What makes her think that?
He laughed to himself—his secret smile stealing my heart. Because she knows you. Knows you’d never get out of bed this early without a fight.
I shrugged. Can she read your thoughts now, too?
No.
Are you going to tell her I can?
He turned his head and replied to Arthur’s question. I half expected to have to wait for his answer, but it came through while he was talking, a skill I had not yet mastered.
I sighed, picking up my spoon to eat the porridge again. He was right. It could be dangerous for anyone to be aware that he and I had any more power than they already knew about. In this society, I was starting to understand why everyone kept their secrets. It seemed less lonely, though, knowing I wasn’t the only one who didn't know who to trust. And I was glad David didn’t even trust Emily with the secret of his new powers. She was already two steps too deep into David’s circle of trust. Arm’s-length was the best place to keep her.
“What is with you, Ar?” Mike caught the bitterness in my turned lip, reaching across to take Emily’s hand, despite that she hadn't actually seen me look at her that way.
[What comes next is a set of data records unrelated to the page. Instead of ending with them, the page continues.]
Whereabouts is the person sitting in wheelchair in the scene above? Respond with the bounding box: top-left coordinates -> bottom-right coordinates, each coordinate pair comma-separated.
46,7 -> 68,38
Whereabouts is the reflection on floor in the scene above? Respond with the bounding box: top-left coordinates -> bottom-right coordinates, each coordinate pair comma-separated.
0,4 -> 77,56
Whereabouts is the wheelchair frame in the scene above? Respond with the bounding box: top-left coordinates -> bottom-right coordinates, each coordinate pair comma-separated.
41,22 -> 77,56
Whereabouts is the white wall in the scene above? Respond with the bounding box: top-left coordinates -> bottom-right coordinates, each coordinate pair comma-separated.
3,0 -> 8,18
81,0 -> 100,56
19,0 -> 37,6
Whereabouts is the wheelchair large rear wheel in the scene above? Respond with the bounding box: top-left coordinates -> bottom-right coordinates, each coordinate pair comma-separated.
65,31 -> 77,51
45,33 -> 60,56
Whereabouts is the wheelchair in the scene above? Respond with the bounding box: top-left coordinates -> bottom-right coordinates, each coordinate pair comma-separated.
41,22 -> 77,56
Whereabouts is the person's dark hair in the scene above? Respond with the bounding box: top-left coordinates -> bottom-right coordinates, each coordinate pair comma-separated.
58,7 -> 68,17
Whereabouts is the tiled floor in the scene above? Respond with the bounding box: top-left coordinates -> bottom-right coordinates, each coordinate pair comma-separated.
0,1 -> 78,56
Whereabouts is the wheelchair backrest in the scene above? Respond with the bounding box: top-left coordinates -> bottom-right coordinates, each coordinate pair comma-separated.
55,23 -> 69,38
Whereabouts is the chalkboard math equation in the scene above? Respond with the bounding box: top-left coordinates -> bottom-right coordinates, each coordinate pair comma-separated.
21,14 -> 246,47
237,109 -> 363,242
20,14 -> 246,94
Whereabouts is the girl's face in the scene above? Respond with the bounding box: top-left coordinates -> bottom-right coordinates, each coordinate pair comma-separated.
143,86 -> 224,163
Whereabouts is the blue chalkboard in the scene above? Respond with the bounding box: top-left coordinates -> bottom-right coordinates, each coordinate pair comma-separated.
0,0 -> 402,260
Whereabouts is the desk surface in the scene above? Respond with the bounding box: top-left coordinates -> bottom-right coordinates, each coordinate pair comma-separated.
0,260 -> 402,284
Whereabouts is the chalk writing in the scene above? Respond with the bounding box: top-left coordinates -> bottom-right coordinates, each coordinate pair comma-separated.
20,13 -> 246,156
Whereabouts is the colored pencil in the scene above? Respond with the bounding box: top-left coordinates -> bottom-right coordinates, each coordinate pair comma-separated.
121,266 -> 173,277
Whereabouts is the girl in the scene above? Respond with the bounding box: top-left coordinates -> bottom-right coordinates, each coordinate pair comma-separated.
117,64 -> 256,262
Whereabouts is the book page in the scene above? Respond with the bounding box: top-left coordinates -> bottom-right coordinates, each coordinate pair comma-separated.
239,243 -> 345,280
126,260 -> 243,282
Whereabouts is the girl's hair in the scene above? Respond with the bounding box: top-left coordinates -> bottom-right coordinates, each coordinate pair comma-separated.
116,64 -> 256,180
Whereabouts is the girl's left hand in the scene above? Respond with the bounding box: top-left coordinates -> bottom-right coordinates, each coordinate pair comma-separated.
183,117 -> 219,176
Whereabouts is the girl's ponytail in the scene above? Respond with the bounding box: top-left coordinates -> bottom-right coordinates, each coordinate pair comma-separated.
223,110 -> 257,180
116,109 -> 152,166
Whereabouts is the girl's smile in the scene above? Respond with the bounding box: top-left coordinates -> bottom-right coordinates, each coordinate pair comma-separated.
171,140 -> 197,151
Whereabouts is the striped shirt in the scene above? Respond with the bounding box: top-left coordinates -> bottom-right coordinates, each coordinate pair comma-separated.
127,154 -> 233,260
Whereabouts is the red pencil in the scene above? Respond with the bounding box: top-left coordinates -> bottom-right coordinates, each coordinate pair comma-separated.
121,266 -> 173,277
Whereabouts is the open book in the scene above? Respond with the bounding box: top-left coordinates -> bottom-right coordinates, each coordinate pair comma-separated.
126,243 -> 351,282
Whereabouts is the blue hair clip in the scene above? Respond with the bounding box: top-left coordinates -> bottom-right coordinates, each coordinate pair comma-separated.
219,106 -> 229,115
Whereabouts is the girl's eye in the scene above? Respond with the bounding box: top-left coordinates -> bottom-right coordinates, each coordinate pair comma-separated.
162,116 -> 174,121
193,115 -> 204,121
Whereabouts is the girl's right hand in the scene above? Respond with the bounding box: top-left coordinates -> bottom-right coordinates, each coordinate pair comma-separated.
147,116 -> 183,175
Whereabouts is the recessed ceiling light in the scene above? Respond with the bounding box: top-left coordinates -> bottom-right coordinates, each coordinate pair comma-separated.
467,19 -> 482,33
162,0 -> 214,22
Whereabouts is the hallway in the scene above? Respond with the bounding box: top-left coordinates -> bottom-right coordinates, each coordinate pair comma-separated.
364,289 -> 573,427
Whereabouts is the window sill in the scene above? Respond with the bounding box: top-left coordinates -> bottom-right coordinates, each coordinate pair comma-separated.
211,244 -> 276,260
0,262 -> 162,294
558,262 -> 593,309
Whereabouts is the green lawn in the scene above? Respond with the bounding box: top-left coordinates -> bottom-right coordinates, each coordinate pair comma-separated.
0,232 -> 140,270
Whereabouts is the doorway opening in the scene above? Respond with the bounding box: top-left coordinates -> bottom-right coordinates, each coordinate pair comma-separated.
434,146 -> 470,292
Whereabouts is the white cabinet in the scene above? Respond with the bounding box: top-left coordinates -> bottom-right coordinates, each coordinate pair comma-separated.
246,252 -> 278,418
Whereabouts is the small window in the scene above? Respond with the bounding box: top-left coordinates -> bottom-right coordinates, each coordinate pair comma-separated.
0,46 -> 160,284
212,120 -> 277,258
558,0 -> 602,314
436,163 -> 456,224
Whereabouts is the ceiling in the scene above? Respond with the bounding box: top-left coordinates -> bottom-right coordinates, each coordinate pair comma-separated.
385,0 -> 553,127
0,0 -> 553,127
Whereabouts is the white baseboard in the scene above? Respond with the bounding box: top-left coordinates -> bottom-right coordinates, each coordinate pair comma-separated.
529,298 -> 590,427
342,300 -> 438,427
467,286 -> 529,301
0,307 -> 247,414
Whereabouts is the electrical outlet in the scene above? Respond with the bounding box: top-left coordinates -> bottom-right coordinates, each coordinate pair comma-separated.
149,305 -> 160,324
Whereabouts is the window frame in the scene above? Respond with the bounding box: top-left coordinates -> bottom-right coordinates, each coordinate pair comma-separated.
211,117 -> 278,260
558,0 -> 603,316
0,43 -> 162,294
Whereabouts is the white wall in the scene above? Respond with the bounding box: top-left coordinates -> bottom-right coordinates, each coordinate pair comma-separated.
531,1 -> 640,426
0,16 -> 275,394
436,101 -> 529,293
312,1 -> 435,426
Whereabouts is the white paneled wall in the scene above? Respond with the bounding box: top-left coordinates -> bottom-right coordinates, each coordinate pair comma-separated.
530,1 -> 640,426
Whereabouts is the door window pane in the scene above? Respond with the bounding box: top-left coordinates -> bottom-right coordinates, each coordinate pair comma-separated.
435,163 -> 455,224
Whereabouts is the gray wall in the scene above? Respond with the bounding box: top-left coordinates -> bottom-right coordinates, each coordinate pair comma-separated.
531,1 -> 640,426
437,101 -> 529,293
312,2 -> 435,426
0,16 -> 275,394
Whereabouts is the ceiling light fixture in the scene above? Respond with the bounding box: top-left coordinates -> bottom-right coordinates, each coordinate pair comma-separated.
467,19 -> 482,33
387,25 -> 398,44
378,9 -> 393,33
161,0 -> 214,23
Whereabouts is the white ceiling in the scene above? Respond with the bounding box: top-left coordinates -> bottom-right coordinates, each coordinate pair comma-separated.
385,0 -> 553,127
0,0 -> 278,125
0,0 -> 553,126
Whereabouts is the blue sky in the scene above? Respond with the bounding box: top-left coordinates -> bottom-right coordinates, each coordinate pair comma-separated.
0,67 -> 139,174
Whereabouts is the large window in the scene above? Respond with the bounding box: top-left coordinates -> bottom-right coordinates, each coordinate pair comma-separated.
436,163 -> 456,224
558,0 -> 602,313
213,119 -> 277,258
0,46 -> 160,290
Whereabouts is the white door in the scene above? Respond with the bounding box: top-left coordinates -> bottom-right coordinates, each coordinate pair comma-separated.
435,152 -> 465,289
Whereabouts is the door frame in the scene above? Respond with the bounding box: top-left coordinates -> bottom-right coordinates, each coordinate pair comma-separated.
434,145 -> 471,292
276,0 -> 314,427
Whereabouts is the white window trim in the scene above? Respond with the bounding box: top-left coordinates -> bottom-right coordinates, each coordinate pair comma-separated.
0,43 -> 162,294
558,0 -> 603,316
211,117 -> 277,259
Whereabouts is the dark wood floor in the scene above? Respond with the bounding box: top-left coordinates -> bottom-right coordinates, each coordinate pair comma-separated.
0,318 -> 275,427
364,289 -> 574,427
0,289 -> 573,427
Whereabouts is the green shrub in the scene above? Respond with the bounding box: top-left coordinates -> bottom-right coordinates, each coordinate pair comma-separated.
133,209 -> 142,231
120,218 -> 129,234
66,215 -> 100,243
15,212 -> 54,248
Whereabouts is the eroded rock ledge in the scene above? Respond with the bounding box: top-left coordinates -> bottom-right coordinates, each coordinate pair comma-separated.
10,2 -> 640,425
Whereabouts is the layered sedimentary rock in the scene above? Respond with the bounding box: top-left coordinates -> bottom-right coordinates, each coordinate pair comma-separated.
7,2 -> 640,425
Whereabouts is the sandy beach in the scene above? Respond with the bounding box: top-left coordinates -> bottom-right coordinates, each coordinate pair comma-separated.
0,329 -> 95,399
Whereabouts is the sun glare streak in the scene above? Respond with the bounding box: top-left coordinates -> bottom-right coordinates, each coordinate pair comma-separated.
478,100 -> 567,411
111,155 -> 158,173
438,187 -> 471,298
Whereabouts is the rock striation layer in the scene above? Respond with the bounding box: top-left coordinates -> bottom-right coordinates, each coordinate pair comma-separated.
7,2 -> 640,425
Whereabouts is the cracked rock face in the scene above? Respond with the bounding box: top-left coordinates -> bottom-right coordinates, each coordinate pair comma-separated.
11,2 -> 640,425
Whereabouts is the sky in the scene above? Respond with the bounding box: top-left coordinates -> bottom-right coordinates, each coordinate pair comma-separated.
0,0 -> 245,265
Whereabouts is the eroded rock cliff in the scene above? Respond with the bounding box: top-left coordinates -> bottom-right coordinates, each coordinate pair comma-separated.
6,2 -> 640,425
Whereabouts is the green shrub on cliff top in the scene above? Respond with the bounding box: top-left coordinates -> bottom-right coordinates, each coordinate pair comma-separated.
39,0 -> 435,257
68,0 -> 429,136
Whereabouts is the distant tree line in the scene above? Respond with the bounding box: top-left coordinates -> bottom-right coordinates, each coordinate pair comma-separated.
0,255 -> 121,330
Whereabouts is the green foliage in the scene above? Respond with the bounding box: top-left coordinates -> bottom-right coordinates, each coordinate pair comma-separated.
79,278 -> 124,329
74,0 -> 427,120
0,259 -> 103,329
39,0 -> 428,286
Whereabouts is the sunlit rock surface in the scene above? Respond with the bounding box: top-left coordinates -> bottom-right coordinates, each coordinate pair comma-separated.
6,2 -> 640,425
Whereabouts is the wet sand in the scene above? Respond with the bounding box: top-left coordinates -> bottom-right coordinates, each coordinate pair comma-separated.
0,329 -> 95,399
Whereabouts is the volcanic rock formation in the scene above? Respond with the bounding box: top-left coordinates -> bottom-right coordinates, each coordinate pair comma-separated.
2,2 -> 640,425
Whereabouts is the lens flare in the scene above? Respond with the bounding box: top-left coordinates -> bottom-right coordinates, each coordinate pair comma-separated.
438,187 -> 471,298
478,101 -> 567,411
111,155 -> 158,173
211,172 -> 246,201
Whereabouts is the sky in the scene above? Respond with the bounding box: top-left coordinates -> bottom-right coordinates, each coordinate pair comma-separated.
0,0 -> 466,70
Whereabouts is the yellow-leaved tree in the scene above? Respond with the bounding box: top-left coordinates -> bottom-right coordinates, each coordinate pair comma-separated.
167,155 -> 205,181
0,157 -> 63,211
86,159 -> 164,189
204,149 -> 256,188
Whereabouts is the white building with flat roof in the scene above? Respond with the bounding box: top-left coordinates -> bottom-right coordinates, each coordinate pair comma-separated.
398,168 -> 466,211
“Nothing.” I picked up my spoon again and gracelessly shovelled the slop into my gob, stealing myself a moment inside my own head.
The morning light moved across the glossy floorboards of the Great Hall in giant rectangles, spilling over the table and the vampires like they were nuisances in its path, warming one side of the room, giving halos to the heads closest to the giant windows. I turned my gaze to the painting behind me—the giant oil depiction of Lilith mounting the fireplace—and gave her a weak smile, wondering if she’d hated keeping up with appearances as much as I did. She didn’t smile back—not any more than she usually did and, even then, it was fake—a waning smile frozen in time, as if she’d sat for that portrait on a day that had broken her heart. Now, it sat gloriously overlooking the Great Hall and all its occupants, but I got the feeling she just wanted to be covered over and stored in a dark room—away from it all.
A bright flicker of white light flashed across her nose for a second, blinding me as I turned back to face the front. I put my hand up to shield my eyes, frowning at Jase until I saw his smile, saw his gaze flick to the silver culprit, floating a few inches into the air above the table, shining the glare in my direction.
What are you doing?
David looked up. What do you mean?
I wasn't talking to you.
His head turned slowly to look at Jason. “Brother,” he said in a tone so sharp the spoon fell onto the tabletop with a clunk.
Only a few people in their immediate vicinity noticed, but respectfully averted their eyes and attention until David drew his murderous gaze back from Jason. But the sheepish smile Jason flicked my way then made me smile, and now I couldn't quite drop it. It might have been an unofficial, albeit firm, ruling that he and I couldn't be friends, but that didn't mean he was gone. He was still here for me, and I felt that, even if I wasn’t allowed to.